Once the daily budget approaches exhaustion, new requests are diverted automatically to self-hosted runners. No throttling. No degraded service. No surprise invoices.
This is not rate limiting—it’s cost-aware execution placement.
Traffic Control and Gateway Enforcement
All requests enter through Crate.cc, which acts as a gateway in front of both DigitalOcean and the TrueNAS runners.
Crate.cc is responsible for:
- Tracking invocation counts in real time
- Enforcing daily hard limits
- Detecting abusive or automated traffic
- Routing requests to the appropriate backend
From the application’s perspective, there is exactly one HTTPS endpoint. Whether a request runs in the cloud or on a basement server is an internal decision.
Legitimate user traffic gets priority access to cloud execution. Everything else—bots, scrapers, anomalous traffic—gets diverted or blocked before it can consume metered resources.
Execution Model
Each TrueNAS node runs containerized versions of our DigitalOcean Functions.
Key properties of the runner:
- Identical Go binaries and business logic across environments
- Dynamic build and execution from staging directories
- Automatic dependency resolution
- Binary caching to avoid cold starts
This keeps behavior consistent regardless of where the code runs. A function does not “know” whether it’s executing in DigitalOcean or on a friend’s NAS.

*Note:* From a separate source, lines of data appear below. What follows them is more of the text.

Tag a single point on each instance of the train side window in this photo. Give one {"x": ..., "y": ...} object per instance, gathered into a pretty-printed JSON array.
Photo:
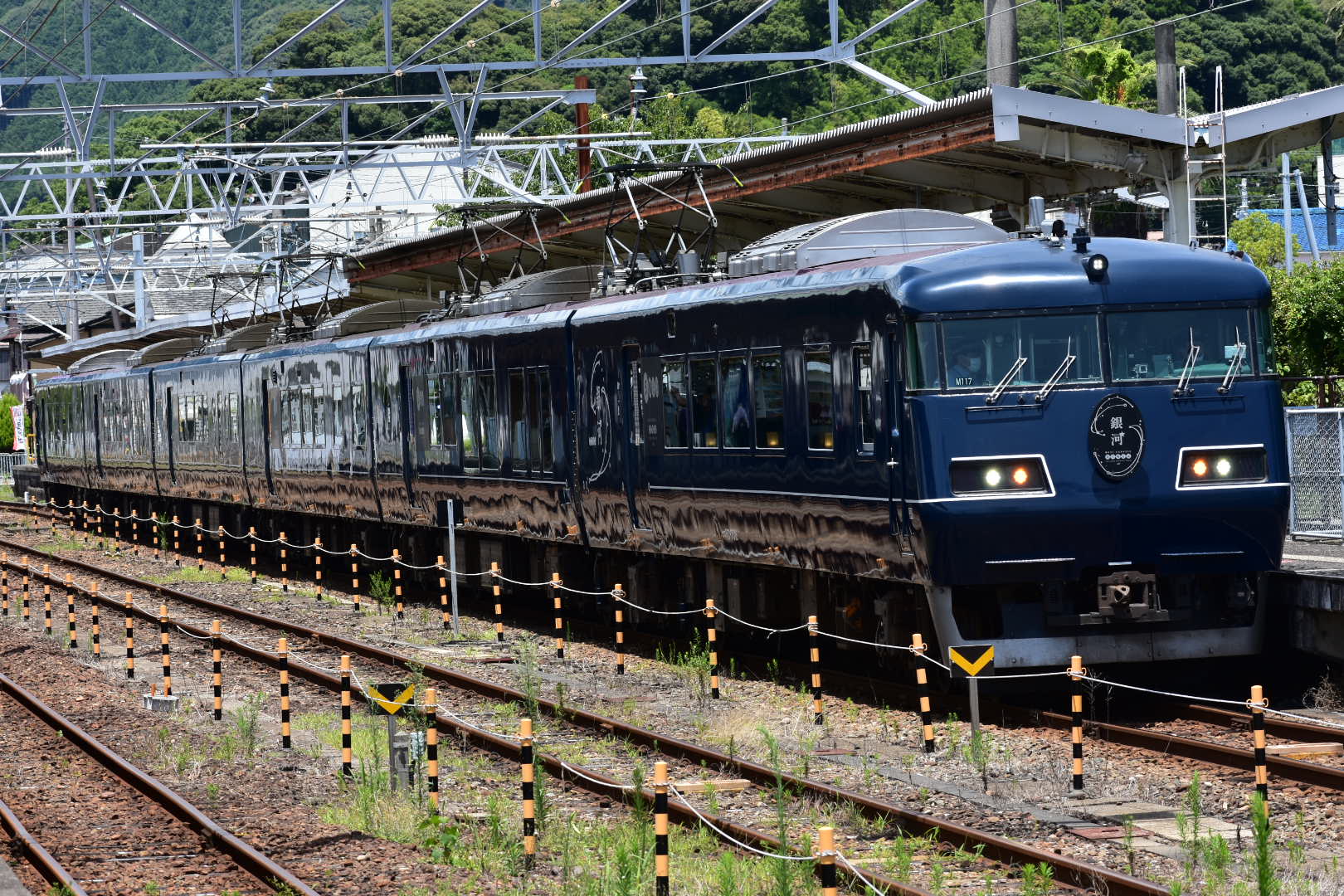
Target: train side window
[
  {"x": 923, "y": 355},
  {"x": 821, "y": 401},
  {"x": 489, "y": 422},
  {"x": 518, "y": 419},
  {"x": 737, "y": 402},
  {"x": 675, "y": 405},
  {"x": 470, "y": 429},
  {"x": 436, "y": 410},
  {"x": 767, "y": 398},
  {"x": 358, "y": 416},
  {"x": 704, "y": 403},
  {"x": 320, "y": 416},
  {"x": 543, "y": 405},
  {"x": 863, "y": 419}
]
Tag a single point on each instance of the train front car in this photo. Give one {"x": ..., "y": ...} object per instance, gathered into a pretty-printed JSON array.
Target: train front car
[{"x": 1098, "y": 448}]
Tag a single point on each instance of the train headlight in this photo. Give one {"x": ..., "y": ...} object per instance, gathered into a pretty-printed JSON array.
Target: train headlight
[
  {"x": 1222, "y": 466},
  {"x": 1096, "y": 268},
  {"x": 999, "y": 476}
]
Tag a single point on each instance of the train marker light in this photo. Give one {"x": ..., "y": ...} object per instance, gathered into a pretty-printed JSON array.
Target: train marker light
[{"x": 1096, "y": 268}]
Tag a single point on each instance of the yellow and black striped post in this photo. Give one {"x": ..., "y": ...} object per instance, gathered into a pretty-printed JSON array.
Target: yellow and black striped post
[
  {"x": 446, "y": 614},
  {"x": 397, "y": 585},
  {"x": 27, "y": 578},
  {"x": 217, "y": 670},
  {"x": 284, "y": 694},
  {"x": 71, "y": 610},
  {"x": 660, "y": 829},
  {"x": 353, "y": 574},
  {"x": 499, "y": 601},
  {"x": 1075, "y": 700},
  {"x": 431, "y": 746},
  {"x": 46, "y": 597},
  {"x": 827, "y": 860},
  {"x": 163, "y": 648},
  {"x": 95, "y": 629},
  {"x": 923, "y": 691},
  {"x": 815, "y": 661},
  {"x": 347, "y": 755},
  {"x": 620, "y": 629},
  {"x": 284, "y": 564},
  {"x": 1257, "y": 707},
  {"x": 318, "y": 567},
  {"x": 130, "y": 637},
  {"x": 528, "y": 768},
  {"x": 711, "y": 640},
  {"x": 559, "y": 617}
]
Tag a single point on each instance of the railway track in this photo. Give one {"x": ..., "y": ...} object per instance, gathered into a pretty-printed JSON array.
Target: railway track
[
  {"x": 141, "y": 822},
  {"x": 1069, "y": 872}
]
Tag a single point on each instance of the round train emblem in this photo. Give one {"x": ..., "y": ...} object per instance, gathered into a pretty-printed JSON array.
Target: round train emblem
[{"x": 1116, "y": 437}]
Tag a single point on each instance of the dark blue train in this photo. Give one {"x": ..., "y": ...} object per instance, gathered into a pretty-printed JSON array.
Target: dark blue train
[{"x": 899, "y": 422}]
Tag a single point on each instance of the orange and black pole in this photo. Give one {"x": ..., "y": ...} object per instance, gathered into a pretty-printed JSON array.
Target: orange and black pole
[
  {"x": 217, "y": 670},
  {"x": 130, "y": 637},
  {"x": 923, "y": 691},
  {"x": 1075, "y": 700},
  {"x": 347, "y": 755}
]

Distributed, Not Centralized
There is no single failover box.
Each node is independently capable of handling overflow traffic. If one machine goes offline, routing simply shifts to the remaining capacity. The system degrades gracefully instead of catastrophically.

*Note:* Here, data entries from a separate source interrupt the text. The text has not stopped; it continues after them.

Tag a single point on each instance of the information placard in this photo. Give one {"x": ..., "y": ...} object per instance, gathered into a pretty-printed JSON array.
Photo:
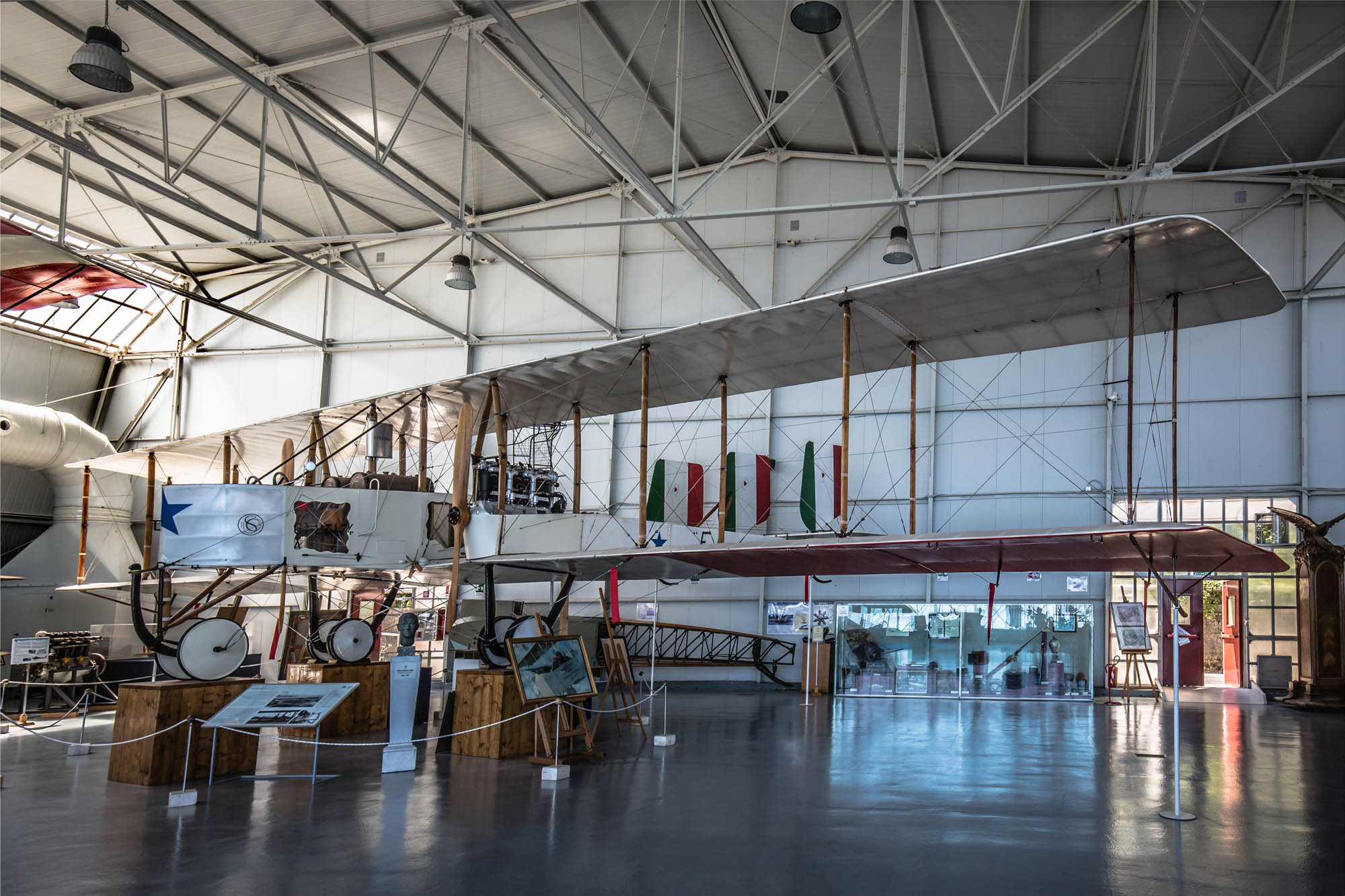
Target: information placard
[
  {"x": 283, "y": 705},
  {"x": 25, "y": 651}
]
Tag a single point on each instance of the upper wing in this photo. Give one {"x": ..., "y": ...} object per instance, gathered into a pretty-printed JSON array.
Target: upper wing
[
  {"x": 1059, "y": 294},
  {"x": 1069, "y": 549}
]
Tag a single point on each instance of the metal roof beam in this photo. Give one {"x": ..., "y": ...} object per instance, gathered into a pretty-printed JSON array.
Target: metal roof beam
[
  {"x": 1254, "y": 67},
  {"x": 878, "y": 126},
  {"x": 1253, "y": 110},
  {"x": 740, "y": 71},
  {"x": 166, "y": 92},
  {"x": 925, "y": 71},
  {"x": 966, "y": 54},
  {"x": 847, "y": 114},
  {"x": 116, "y": 197},
  {"x": 484, "y": 143},
  {"x": 617, "y": 155},
  {"x": 641, "y": 79},
  {"x": 217, "y": 217},
  {"x": 812, "y": 79},
  {"x": 341, "y": 142}
]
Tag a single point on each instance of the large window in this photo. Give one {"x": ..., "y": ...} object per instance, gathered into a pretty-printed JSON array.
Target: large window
[
  {"x": 1269, "y": 603},
  {"x": 953, "y": 650}
]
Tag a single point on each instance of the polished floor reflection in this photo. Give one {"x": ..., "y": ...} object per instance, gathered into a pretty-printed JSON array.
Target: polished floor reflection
[{"x": 759, "y": 795}]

This model spreads operational risk while keeping ownership and control local.
Results in Production
Since deploying DOrunner for filameter.com, the system has delivered measurable results:
- Zero unexpected cloud charges for over eight months
- 99.9% uptime for sync operations
- Sub-30ms routing overhead at the gateway
- 2.3× traffic growth absorbed without cloud cost increases
- Automated mitigation of denial-of-wallet attempts
The most important outcome isn’t performance—it’s predictability. Costs are bounded by design.
When robots.txt Stops Working
AI training crawlers and large-scale scrapers increasingly ignore exclusion signals. Blocking them at the application layer is too late; by then, you’ve already paid.
Crate.cc’s detection layer identifies scraping behavior—request rate anomalies, enumeration patterns, User-Agent spoofing—and intercepts it before it reaches metered execution.
Traffic that insists on existing is redirected to infrastructure we own. It consumes our power, not our budget.
This isn’t ideological. It’s practical.
The 600-request daily budget is reserved for actual users, not training corpora.
Why This Matters
Academic research is already acknowledging denial-of-wallet attacks as a serious serverless threat, not a theoretical one. Systems that assume “scale equals success” ignore the economic reality of small services.
DOrunner is a pragmatic response:
use the cloud when it makes sense, and stop using it before it becomes a liability.
Serverless doesn’t have to mean surrendering cost control. With hard limits, intelligent routing, and overflow capacity you actually own, you can keep the convenience without the risk.
Sometimes the smartest cloud strategy is knowing exactly when not to use the cloud—and having that decision enforced automatically.